We screened six easily available parameters, Age, HCT, GGT, MCH, PLT, and HDLC, based on physical and clinical data of coal miners from 31 different coal mining companies in Huainan, Anhui Province, China, and applied these parameters to five different machine learning XGBoost, LR, GNB, MLP, and CNB models. This study developed and validated an ML algorithm model that can accurately predict the occurrence of thyroid disease in coal miners, which can provide effective prediction for accurate clinical treatment. The AUCs of all five models were greater than 0.5, indicating that coal miners with underground operations have a higher risk of developing nodular thyroid disease than the general population, with the XGBoost model being the optimal prediction model.

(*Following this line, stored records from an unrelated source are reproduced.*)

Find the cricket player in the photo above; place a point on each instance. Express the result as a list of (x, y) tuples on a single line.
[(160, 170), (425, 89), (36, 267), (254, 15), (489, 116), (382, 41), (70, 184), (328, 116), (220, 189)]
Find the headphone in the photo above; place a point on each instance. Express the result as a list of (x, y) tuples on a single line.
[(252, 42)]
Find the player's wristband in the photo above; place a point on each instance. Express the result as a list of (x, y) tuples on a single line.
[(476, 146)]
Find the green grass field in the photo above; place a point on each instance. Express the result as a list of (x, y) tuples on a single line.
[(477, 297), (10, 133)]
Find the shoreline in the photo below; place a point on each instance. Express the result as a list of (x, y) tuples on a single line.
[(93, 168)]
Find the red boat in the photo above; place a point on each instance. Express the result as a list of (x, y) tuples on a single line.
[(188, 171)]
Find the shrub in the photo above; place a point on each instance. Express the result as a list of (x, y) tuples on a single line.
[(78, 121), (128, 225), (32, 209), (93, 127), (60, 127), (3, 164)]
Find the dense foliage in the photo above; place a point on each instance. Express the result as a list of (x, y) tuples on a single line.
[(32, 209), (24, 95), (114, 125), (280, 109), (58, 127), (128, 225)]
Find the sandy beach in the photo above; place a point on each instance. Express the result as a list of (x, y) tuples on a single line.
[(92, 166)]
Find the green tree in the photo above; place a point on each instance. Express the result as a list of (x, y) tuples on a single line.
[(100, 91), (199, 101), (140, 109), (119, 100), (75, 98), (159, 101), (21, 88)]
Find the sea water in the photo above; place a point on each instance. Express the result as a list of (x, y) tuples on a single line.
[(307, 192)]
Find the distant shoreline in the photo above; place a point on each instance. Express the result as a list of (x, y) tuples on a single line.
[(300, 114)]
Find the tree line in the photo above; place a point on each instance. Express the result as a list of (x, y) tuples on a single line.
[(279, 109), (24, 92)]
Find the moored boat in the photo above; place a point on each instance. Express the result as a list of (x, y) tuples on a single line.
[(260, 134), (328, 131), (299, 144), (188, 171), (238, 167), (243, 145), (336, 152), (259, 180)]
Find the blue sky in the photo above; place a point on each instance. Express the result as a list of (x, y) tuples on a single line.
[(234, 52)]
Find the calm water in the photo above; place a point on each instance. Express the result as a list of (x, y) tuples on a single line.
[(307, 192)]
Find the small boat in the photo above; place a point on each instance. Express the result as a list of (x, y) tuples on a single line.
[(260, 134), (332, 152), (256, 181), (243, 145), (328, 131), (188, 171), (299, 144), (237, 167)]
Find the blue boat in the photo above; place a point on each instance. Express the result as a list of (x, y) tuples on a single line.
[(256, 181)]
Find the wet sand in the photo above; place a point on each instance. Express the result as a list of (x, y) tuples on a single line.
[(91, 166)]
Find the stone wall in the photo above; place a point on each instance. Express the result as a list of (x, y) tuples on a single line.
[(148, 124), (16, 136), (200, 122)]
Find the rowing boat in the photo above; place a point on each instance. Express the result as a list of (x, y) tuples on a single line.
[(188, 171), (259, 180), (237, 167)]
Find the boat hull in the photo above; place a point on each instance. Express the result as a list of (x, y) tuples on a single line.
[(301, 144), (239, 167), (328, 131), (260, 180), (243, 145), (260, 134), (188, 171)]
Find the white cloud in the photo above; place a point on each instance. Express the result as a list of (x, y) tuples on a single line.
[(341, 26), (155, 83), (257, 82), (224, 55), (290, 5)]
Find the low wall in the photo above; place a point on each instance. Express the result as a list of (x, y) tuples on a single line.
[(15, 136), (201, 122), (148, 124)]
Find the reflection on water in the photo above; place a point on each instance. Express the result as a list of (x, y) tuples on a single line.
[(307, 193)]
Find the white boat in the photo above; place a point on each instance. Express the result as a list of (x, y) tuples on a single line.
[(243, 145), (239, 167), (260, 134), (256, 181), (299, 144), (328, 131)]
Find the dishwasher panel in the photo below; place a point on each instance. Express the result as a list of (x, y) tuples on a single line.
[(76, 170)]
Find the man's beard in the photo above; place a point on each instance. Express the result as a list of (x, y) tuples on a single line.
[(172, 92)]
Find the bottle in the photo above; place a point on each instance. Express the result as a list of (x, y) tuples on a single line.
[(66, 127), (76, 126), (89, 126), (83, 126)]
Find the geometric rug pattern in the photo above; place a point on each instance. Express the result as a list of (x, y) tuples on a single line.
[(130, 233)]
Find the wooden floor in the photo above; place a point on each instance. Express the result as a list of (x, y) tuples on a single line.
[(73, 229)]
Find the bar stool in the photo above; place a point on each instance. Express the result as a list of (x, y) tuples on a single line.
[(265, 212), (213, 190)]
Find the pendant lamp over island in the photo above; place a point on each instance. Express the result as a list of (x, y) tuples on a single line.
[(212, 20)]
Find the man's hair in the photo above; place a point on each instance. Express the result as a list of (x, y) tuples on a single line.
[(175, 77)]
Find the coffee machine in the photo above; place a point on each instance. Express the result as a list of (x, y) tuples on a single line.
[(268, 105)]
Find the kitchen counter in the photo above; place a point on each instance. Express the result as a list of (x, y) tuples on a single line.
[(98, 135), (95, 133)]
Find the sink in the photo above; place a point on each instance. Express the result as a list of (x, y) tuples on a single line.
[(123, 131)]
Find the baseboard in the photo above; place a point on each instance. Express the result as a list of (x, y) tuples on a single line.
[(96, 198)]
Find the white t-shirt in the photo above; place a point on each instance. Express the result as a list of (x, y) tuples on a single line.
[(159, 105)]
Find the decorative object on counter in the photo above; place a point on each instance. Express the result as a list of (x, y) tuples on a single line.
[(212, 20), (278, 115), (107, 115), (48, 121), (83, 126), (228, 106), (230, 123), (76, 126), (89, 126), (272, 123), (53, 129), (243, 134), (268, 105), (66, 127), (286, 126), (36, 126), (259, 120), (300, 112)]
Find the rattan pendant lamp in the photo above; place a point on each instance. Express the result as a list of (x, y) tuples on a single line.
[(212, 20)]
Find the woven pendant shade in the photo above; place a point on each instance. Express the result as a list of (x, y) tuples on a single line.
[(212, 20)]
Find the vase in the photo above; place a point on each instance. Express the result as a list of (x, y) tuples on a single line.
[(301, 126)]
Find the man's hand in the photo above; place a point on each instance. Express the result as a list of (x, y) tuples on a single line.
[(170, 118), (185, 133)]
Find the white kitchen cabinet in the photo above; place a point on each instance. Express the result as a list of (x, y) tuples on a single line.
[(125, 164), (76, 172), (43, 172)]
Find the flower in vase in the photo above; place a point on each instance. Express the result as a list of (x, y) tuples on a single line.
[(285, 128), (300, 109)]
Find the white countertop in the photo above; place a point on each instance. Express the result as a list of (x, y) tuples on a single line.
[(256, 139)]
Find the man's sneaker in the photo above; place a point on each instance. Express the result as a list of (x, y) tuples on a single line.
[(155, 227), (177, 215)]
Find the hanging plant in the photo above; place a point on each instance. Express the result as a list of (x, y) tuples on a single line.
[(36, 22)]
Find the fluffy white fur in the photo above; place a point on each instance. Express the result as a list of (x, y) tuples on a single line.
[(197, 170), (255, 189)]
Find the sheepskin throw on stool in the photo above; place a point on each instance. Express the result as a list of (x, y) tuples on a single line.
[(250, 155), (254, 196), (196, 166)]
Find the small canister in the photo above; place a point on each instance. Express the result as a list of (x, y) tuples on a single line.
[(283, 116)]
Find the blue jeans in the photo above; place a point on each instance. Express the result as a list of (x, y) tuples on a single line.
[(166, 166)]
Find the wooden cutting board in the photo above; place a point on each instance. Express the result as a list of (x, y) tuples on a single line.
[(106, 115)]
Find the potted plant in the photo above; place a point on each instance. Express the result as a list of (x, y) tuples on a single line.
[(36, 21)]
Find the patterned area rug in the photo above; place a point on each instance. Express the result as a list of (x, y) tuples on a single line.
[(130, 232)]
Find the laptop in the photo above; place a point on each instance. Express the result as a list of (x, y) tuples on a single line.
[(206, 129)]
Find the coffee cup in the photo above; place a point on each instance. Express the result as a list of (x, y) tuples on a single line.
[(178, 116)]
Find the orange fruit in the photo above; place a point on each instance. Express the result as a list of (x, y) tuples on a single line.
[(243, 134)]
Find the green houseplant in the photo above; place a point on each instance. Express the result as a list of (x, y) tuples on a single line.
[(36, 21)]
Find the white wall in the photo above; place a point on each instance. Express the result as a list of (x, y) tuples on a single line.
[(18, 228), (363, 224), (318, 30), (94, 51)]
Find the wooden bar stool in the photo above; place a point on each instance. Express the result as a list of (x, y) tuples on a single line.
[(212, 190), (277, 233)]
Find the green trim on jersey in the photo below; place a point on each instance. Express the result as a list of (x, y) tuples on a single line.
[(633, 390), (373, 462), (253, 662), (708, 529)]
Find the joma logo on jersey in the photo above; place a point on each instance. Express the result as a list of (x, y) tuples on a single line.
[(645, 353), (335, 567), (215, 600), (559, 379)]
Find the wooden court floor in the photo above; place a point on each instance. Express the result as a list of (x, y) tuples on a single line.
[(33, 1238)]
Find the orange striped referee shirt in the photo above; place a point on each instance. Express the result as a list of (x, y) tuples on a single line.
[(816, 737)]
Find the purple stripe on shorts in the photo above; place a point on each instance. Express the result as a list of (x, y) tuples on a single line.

Logistics classification is a machine learning classification algorithm used to determine the risk probability of a disease and its results can be binomial or polynomial, LR is used for the creation of statistical models of binary data (24). In medicine, LR is often the most commonly used method for binomial outcome prediction models (25). Bayesian is an emerging technique in medical research, and it is widely used in public health research (26). Bayesian is a machine learning method for inductive inference and Bayesian algorithms play a crucial role in data observation studies, where the complementary plain Bayesian CNB allows a more even use of the amount of training data per category and more objectivity in the estimation results, which can reduce bias in the estimation (26–28). We obtained more stable weight estimates and higher classification accuracy. In contrast, MLP is a machine learning computational model inspired by biological neural networks, which is most commonly used in artificial intelligence models for risk prediction and assessment (25, 29). GBoost is a scalable tree-advancing machine learning algorithm based on decision trees (30). The XGBoost model is now widely used for regression and classification in a variety of data mining fields, and is widely used by data scientists to solve many advanced problems due to its high flexibility and excellent performance as a state-of-the-art gradient augmentation (GB) system (30, 31). Tomoo et al. (32) compared three machine learning algorithms, XGBoost, logistic regression and decision trees, to predict neurological recovery in patients with cervical spinal cord injury, and found that XGBoost achieved satisfactory accuracy compared to the other two traditional machine learning models, which had good predictions on the ROC curve.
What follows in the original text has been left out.